When deciding how to account for transactions, business owners must choose between a single or double-entry system and the accrual or cash basis method. Double-entry accrual accounting is one of the most common approaches.
Fra Luca Bartomomeo de Pacioli, known as the father of modern accounting, published the first known work about double-entry accounting in the mid 15th century. His book possessed the same fundamental elements and methods that accountants use today.
A double-entry accounting system tracks financial activity in which the debits and credits of each transaction equal zero. Double-entry accrual accounting also employs the principles of accrual basis accounting, most notably the matching principle.
The chief rule in double-entry accrual accounting, the matching principle, requires accountants to record transactions in the period the work took place regardless of when cash exchanged hands. Accountants create entries called accruals and deferrals to comply with this requirement.
Common accounts specific to double-entry accrual accounting include accounts payable trade, accrued salaries, accrued vacation, prepaid insurance, unearned revenue and deferred rent.

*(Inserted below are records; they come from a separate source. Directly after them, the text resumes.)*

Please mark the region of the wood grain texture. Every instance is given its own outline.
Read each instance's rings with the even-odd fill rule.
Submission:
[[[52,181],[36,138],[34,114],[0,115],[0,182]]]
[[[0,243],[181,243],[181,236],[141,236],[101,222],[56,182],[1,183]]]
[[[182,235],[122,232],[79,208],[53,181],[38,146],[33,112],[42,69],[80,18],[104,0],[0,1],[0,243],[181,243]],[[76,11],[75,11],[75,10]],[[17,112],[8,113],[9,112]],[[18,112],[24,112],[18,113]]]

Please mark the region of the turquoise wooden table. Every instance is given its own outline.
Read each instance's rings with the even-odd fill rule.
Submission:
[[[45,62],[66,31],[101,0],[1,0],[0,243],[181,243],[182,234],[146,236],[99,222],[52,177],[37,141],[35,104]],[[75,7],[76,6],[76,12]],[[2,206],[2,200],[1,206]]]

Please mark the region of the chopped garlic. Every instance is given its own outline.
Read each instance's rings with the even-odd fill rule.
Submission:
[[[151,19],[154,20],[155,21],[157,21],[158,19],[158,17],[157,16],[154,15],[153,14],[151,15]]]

One side of each entry affects the accrual or deferral account and the other side affects an account that appears on the income statement.
Advantages and Disadvantages
Double-entry accrual accounting produces financial statements that reflect all income and expenses related to a particular accounting period, making it an effective approach to analysing revenue and costs. However, accountants must prepare a separate cash flow reconciliation to gauge actual cash reserves.